Guest Post | Belinda Nicoll Presents The Big Picture

It is my pleasure today to welcome Belinda Nicoll, memoir writer and author of Out of Synch. Belinda will share with us her thoughts on the “big picture” as it relates to the process of writing to heal.Please join with me in welcoming Belinda to Healing by Writing.

Belinda and her husband, Bruce, on their wedding day, together with her children: Juanita and Warrick.
Belinda and her husband, Bruce, on their wedding day, together with her children: Juanita and Warrick.

The Big Picture

by Belinda Nicoll

Apropos the mission statement of her blog and the writing goal of my host, Sherrey Meyer, the notion of healing through the arts go way back and has become firmly entrenched in modern society. The written word—keeping a journal, or writing memoir or poetry—is an obvious channel through which to explore emotional and psychological distress due to childhood abuse, the break-up of a significant relationship and overcoming a life-threatening disease, as well as reflecting on traumatic events, such as acts of violence, terrorism and war. Painting, sculpture, architecture, music, drama and dance are also effective means of self-expression and healing. Self-development courses and healing workshops that draw on the arts help to engage the imagination, alleviate anxiety, and provide a space for mindful expression and meaningful interactions and communication.

In 2001, when my new husband and I relocated from South Africa for a short stay in the US, we had no idea that our arrival at JFK International Airport on September 11th would coincide with a terrorist attack on our host country. Neither did we know that the event would be the indirect cause of a permanent separation from our families due to our unavoidable expatriation, the near break-up of our marriage and the end of my income-generating days. It would take many years and several relocations before realizing that the dysfunctional aspects of my new life were really also symptoms of Post-traumatic Stress Disorder (PTSD). Feeling overwhelmed by a sense of not belonging, and seeing that I had a background in writing and life coaching, it made sense to write a book about my expatriation and its impact on my relationships. My memoir, Out of Sync, soon became an exploration of the concept of personal transformation within the context of global change. In the end, I understood that the forces of change affecting me and the world were destined to collide, and that I’m not really adrift but part of an increasingly transient world.

On this note, while ‘transitory existence’ relates to the human condition, the written word, once published, becomes everlasting. As writers, we need to be mindful of the effect our work could have on others, especially those close to us—even if you’re writing for the purpose of healing, your experiences never take place in isolation but in the context of a shared world. I worked on my book fully aware that my perception of our marriage ran counter to my husband’s opinions of our situation; in fact, the disparity of our expat experiences was really at the heart of our troubles. I decided to explore the dynamics of our roller-coaster relationship with an open mind and reflect on it as honestly yet responsibly as I could. On another level, my children were important characters in the drama too and I was already feeling alienated from them. While it was important to acknowledge my pain and get clarity on my issues through my writing, I also wanted my story to be constructive within the context of my relationships as well as be relevant to world events.
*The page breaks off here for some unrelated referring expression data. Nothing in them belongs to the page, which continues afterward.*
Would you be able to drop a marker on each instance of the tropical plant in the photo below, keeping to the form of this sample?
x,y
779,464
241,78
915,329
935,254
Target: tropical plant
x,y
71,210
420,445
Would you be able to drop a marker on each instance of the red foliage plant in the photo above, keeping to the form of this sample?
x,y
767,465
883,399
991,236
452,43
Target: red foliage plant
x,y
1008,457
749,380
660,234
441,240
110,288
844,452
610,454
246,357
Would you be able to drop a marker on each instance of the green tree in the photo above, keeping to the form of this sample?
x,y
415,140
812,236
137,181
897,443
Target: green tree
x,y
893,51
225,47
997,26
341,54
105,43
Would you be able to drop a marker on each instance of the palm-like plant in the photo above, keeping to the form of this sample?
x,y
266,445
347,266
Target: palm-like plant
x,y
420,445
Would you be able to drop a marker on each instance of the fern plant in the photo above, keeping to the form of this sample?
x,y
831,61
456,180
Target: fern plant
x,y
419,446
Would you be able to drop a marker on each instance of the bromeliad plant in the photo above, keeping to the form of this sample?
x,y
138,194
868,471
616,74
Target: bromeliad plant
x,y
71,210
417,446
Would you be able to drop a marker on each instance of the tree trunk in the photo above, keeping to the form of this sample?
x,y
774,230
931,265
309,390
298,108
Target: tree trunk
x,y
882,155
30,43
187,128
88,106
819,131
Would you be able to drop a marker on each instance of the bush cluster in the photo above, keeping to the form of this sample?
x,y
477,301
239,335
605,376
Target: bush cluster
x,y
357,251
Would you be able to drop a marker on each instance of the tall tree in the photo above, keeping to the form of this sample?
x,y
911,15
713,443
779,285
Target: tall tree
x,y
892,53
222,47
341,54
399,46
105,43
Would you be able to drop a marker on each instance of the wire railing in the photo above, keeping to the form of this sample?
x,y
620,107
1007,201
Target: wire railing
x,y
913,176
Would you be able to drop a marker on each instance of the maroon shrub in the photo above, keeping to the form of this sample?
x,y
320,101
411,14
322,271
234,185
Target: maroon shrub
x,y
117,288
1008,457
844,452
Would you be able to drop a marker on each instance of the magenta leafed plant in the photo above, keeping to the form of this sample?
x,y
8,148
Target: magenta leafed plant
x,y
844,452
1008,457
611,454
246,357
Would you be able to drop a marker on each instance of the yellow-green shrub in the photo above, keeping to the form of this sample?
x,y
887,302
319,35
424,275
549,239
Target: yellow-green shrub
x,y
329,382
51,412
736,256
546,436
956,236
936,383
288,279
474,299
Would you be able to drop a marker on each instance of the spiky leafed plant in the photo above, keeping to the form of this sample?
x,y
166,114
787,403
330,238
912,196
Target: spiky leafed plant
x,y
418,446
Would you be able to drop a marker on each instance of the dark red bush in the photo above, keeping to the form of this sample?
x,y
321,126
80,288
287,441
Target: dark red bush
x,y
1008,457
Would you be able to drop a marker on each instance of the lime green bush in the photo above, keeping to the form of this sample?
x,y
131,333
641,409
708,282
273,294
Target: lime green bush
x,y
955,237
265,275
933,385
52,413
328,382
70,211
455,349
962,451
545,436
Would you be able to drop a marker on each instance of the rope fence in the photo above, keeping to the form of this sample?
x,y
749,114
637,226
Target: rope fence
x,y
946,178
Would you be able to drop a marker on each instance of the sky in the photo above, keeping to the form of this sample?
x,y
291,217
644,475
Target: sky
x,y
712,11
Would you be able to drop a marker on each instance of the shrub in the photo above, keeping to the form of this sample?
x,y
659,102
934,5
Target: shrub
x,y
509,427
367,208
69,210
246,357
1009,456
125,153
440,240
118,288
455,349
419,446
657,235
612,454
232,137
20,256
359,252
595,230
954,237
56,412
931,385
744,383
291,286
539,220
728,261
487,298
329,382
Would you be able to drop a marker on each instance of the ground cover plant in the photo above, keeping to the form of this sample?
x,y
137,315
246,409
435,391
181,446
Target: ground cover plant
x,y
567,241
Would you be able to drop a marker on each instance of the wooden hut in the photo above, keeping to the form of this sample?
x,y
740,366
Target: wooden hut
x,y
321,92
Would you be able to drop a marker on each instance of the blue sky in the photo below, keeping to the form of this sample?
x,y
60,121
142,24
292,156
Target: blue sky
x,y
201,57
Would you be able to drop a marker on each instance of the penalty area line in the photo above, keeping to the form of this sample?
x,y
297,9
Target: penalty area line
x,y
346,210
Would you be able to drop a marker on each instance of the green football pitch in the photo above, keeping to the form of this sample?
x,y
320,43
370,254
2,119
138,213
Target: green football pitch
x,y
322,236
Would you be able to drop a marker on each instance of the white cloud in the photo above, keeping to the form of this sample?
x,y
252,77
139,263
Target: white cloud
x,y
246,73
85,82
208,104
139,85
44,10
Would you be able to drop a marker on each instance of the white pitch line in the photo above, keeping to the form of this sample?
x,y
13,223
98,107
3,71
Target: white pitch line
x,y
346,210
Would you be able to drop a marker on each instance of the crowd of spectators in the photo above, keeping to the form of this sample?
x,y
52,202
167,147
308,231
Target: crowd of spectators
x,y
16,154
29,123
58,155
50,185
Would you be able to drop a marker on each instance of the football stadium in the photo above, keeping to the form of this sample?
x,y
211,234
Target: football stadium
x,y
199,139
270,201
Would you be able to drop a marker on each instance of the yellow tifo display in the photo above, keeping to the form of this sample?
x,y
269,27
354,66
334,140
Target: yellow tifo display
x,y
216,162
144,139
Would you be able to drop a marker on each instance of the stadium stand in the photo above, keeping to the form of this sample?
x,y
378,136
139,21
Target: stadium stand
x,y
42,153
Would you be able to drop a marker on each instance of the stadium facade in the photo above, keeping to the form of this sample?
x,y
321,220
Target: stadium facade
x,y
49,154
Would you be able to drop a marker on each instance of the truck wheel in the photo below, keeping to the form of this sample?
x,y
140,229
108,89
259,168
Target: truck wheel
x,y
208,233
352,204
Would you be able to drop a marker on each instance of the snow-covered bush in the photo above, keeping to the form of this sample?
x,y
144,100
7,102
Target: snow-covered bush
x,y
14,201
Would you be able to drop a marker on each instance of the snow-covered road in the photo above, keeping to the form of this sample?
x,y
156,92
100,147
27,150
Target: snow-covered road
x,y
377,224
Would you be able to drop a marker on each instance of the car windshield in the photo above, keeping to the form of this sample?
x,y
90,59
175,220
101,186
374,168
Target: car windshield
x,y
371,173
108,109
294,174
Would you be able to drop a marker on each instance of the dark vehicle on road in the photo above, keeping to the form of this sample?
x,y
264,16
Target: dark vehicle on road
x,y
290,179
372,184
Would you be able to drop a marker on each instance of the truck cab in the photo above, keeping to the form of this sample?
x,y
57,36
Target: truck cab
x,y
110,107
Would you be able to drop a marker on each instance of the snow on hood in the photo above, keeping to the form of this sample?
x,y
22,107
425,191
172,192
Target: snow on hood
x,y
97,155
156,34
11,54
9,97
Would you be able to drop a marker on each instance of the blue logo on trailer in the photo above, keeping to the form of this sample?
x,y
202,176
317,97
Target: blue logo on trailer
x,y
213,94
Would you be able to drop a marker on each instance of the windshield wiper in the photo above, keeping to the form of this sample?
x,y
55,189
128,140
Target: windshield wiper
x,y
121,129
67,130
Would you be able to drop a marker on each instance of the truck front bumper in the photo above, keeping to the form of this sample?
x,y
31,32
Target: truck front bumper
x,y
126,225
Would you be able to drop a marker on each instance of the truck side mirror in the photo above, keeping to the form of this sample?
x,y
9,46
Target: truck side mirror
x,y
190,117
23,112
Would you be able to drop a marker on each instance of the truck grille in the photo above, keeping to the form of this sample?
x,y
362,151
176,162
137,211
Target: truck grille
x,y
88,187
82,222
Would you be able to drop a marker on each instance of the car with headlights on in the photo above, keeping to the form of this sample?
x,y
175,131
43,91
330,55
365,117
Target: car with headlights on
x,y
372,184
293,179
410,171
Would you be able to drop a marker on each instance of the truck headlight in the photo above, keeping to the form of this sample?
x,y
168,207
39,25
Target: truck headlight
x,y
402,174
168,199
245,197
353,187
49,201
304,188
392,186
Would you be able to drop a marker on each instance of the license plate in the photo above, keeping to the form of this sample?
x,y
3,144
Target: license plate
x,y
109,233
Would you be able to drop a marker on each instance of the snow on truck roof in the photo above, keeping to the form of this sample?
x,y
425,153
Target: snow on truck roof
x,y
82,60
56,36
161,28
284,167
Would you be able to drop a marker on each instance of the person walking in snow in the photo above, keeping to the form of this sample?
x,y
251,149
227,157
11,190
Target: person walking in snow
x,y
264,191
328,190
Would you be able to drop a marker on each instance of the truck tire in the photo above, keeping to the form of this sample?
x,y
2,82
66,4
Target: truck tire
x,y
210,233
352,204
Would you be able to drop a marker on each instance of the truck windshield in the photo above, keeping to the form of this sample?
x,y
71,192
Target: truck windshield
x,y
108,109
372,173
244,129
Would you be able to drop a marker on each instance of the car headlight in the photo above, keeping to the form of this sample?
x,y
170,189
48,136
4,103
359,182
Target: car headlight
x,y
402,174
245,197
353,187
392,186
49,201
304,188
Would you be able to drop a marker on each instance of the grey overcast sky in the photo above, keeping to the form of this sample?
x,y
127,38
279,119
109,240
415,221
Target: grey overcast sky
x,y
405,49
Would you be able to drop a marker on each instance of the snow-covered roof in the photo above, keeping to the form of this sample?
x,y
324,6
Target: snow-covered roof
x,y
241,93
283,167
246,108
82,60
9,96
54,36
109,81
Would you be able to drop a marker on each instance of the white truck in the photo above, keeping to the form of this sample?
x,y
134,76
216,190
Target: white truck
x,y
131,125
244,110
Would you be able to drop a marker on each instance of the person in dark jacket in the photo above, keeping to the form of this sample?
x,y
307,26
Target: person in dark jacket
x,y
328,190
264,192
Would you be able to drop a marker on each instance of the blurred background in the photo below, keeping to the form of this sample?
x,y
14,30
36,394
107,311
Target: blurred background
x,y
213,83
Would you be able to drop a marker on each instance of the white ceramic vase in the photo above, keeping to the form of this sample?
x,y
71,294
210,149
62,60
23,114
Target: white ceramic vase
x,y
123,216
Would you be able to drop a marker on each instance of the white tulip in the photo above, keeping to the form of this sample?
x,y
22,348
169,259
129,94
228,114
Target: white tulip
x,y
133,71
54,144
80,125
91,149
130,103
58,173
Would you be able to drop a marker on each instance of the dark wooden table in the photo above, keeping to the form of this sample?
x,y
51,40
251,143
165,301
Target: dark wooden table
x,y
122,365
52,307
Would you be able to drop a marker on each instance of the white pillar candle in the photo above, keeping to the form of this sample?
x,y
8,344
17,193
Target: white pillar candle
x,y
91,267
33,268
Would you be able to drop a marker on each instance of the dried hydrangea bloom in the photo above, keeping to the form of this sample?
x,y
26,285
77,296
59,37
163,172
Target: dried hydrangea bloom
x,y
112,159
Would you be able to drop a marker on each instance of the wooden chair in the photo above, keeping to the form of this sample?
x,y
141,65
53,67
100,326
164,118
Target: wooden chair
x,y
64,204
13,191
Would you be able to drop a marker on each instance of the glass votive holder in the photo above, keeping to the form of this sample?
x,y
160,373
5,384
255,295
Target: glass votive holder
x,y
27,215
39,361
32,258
That said, writing for healing is a process and your first priority is to get in touch with your deepest thoughts and feelings and let those flow freely—this is called expressive writing. Later, when you feel less anxious or depressed and have a better grasp of your issues, you might want to take a step back and view all that within a broader frame of reference—this is referred to as the big picture: the entire perspective on a situation that reflects repetitive patterns, main themes, cause and effect, how your values fit (or not) with those of significant others. You could also think of it as content vs. context. Remember, if self-expression has healing powers, then imagine opening your mind and heart not only to what is deep inside but choosing your words carefully and with the intention of benefiting others too.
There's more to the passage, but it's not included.